I tell him if ants are messing with Diana or if Athena looks like she is going to swarm again. I lure him to the "bee yard"to see all the bee activity. I go on and on for hours about the discussions at the bee club meetings.

I hide the evidence of bee paraphernalia purchases like some women hide shoe boxes in hopes their husbands will not notice.

"What? That new feeder, swarm trap and bottom board? Oh, no, no.... these are old ones, had them for years... you never noticed?"


"Oh, yes, yes, these are new... last season's frame and wax. Super beekeeper sale that I hit last fall".

So, obviously I have tons of wonderful male support.

But I also have over 100,000 females in the back yard. And Athena's females are acting quite odd.

Last week a group of them decided to swarm and landed about 10 feet away from the original hive. They hung out on the ground in a big ball, which I thought I had recaptured, only to return the next morning and find no sign of them.

Perhaps they were queen-less and decided to return to their original abode. My next inspection showed little to no difference in bee numbers. So, maybe.

The trouble is... I don't speak bee.

On Saturday, some of Athena's gals were just hanging out on their fancy landing ramp. All clumped together perhaps waiting for further instructions from the realtor worker bees who look for a new home. Or, maybe they were waiting for the queen to exit so they could take off together. Or, maybe they just get sick of me looking at them all the time.

Again, I don't speak bee.

I recently whined to our bee club president, "I just have no idea if I am doing any of this beekeeping stuff correctly... and I feel so responsible for their well being...."

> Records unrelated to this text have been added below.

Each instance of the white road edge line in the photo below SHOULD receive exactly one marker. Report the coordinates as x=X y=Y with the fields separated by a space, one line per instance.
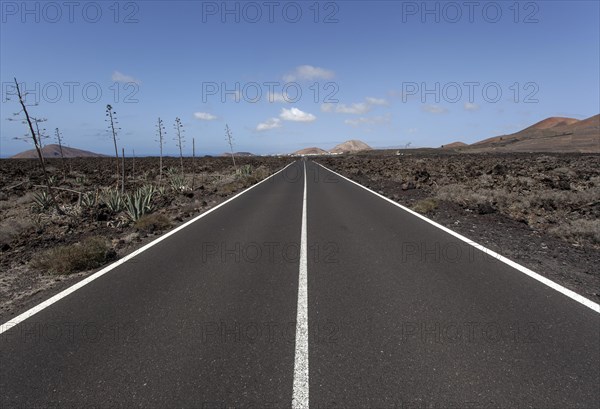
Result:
x=569 y=293
x=300 y=394
x=34 y=310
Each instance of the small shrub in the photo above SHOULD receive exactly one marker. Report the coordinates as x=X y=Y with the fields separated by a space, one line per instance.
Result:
x=139 y=203
x=89 y=199
x=113 y=199
x=425 y=206
x=41 y=201
x=91 y=253
x=178 y=183
x=152 y=222
x=244 y=171
x=578 y=230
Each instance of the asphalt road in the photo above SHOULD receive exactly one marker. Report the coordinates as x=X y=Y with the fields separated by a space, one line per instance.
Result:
x=400 y=314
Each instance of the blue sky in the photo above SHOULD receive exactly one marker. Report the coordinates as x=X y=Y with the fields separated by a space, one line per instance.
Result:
x=401 y=72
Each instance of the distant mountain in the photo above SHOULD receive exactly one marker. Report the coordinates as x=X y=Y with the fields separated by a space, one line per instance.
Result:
x=348 y=146
x=454 y=145
x=53 y=151
x=311 y=151
x=353 y=145
x=554 y=134
x=238 y=154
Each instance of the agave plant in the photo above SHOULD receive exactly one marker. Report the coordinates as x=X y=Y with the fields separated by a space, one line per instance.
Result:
x=245 y=170
x=89 y=199
x=113 y=199
x=53 y=180
x=178 y=183
x=139 y=203
x=41 y=201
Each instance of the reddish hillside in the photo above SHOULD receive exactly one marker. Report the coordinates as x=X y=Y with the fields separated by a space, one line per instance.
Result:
x=311 y=151
x=53 y=151
x=550 y=135
x=454 y=145
x=353 y=145
x=552 y=122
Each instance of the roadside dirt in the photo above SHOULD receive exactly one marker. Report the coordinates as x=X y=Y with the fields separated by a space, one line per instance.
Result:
x=26 y=231
x=540 y=210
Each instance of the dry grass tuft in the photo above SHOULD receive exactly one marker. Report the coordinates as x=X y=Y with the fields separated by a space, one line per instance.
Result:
x=153 y=222
x=425 y=206
x=91 y=253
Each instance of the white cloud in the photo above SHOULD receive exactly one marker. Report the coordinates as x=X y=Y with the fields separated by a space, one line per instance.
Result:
x=359 y=108
x=434 y=109
x=471 y=107
x=279 y=97
x=296 y=115
x=376 y=101
x=204 y=116
x=122 y=78
x=309 y=73
x=368 y=121
x=269 y=124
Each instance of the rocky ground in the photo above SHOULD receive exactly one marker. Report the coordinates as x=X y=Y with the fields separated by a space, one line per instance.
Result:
x=31 y=228
x=540 y=210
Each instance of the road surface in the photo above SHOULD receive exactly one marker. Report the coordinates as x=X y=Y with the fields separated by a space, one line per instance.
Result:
x=306 y=291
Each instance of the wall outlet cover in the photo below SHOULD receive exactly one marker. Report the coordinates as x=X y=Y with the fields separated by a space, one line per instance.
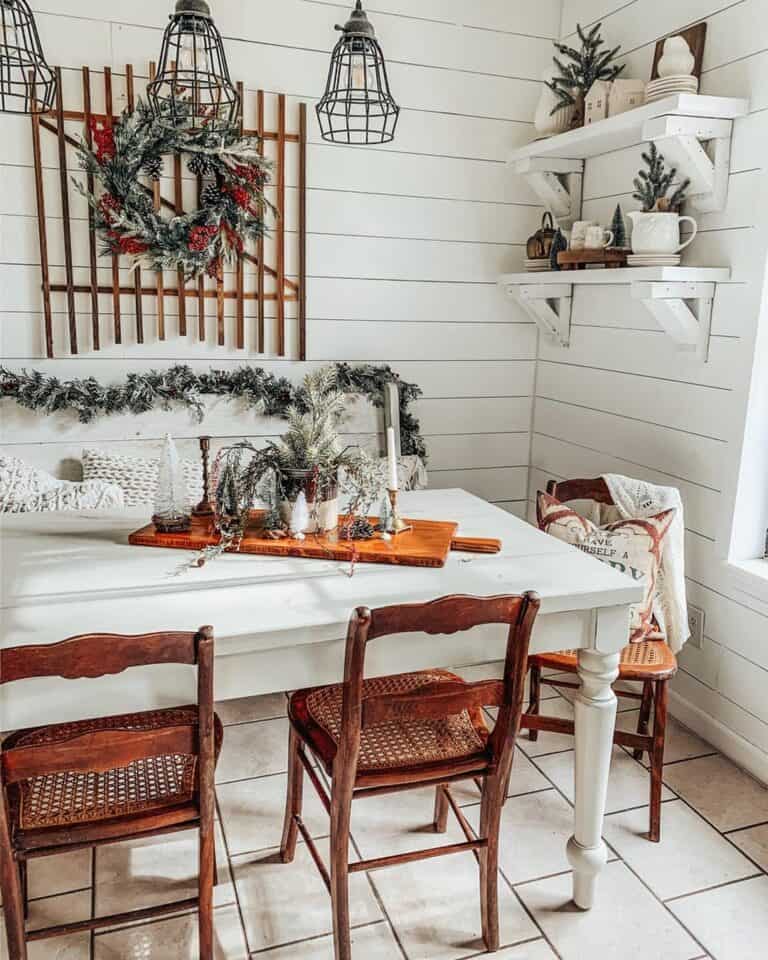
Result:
x=696 y=626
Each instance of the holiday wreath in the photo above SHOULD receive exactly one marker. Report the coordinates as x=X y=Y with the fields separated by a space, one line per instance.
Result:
x=233 y=205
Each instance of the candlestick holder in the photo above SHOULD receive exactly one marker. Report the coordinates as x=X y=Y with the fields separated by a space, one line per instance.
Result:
x=397 y=524
x=205 y=508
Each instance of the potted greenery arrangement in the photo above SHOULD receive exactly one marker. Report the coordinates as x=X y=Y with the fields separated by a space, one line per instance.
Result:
x=309 y=459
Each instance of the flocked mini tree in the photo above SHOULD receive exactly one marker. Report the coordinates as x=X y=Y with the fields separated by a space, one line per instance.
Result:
x=172 y=498
x=652 y=186
x=587 y=65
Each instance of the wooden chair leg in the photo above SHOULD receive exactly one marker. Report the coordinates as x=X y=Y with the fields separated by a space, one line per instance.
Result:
x=341 y=808
x=206 y=884
x=441 y=810
x=657 y=756
x=645 y=714
x=490 y=823
x=294 y=798
x=534 y=698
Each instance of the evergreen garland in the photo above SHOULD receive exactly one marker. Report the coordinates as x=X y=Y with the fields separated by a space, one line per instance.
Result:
x=181 y=386
x=232 y=212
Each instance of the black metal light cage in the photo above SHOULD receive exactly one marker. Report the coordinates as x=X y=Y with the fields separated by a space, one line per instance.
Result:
x=27 y=83
x=358 y=106
x=193 y=87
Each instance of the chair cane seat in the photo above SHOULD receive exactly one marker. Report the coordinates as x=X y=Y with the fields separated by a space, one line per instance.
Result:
x=647 y=660
x=390 y=745
x=143 y=786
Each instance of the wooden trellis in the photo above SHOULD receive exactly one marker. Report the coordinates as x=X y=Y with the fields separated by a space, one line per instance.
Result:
x=252 y=279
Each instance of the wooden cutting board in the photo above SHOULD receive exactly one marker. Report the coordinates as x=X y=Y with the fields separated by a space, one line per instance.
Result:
x=426 y=545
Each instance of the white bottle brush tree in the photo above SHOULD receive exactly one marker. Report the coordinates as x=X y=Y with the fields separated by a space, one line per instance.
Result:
x=172 y=498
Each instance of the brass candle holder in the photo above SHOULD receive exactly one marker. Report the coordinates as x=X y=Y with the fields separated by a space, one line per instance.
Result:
x=397 y=524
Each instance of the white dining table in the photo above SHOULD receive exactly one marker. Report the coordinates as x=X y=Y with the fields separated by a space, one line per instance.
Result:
x=279 y=622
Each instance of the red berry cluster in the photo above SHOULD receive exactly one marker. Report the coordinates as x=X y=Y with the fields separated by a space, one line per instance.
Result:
x=200 y=238
x=104 y=139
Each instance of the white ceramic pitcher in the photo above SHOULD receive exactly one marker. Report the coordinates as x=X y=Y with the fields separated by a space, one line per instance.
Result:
x=659 y=232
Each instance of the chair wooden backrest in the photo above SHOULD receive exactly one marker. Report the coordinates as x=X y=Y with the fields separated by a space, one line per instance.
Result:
x=445 y=698
x=96 y=655
x=567 y=490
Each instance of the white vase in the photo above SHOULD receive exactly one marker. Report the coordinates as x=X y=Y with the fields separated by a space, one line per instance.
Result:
x=546 y=123
x=658 y=232
x=677 y=59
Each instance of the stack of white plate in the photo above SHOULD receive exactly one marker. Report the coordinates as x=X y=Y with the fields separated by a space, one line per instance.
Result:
x=537 y=266
x=653 y=260
x=669 y=86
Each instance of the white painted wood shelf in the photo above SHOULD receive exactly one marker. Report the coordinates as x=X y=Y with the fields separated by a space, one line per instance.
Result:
x=680 y=125
x=679 y=298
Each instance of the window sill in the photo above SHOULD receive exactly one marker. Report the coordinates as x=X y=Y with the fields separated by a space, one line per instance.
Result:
x=750 y=577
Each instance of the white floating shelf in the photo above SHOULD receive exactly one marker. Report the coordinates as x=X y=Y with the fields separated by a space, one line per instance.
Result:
x=679 y=125
x=679 y=298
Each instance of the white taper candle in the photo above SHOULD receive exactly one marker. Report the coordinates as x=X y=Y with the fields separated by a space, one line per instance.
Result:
x=392 y=458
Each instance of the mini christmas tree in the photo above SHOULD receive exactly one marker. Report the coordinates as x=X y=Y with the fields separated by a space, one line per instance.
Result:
x=172 y=498
x=619 y=229
x=653 y=184
x=587 y=65
x=559 y=244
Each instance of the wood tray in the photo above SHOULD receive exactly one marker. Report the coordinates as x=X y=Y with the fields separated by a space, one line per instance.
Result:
x=609 y=257
x=426 y=545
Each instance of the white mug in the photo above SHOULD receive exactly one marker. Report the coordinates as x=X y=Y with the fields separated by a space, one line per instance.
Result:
x=595 y=238
x=579 y=233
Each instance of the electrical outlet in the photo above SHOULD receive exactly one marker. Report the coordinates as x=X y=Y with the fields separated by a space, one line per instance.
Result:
x=696 y=626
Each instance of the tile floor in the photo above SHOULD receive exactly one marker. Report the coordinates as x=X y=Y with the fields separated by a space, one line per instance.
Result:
x=702 y=894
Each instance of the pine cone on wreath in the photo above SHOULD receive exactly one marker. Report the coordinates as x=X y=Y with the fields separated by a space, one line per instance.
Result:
x=211 y=195
x=201 y=165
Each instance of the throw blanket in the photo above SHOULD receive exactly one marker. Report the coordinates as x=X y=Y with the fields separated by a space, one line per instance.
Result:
x=638 y=499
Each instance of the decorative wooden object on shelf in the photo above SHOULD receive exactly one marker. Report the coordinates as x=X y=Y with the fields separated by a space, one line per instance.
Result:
x=609 y=257
x=252 y=278
x=426 y=545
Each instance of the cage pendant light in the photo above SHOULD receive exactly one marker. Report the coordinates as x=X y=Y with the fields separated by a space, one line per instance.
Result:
x=358 y=106
x=192 y=87
x=27 y=83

Apparently, bee club president thinks these are exactly the traits that make a good beekeeper.


Stay tuned to see if any of these bees decide to continue to live in the housing I provide.


Larry said...

A Bee Club President! I've never even thought of such a thing.-I've heard Honey Bees have been in trouble so I hope you're helping the cause.-I try to hide and downplay my birding paraphenalia from my wife all the time so I can relate.

Warren and Lisa Strobel said...

Larry - hope you're having a great birding spring! Yes, Lisa tries to hide her bee-ness, but in the end I just sigh and go along... her bees make her very happy, and they seem to be doing quite well. Maybe too well.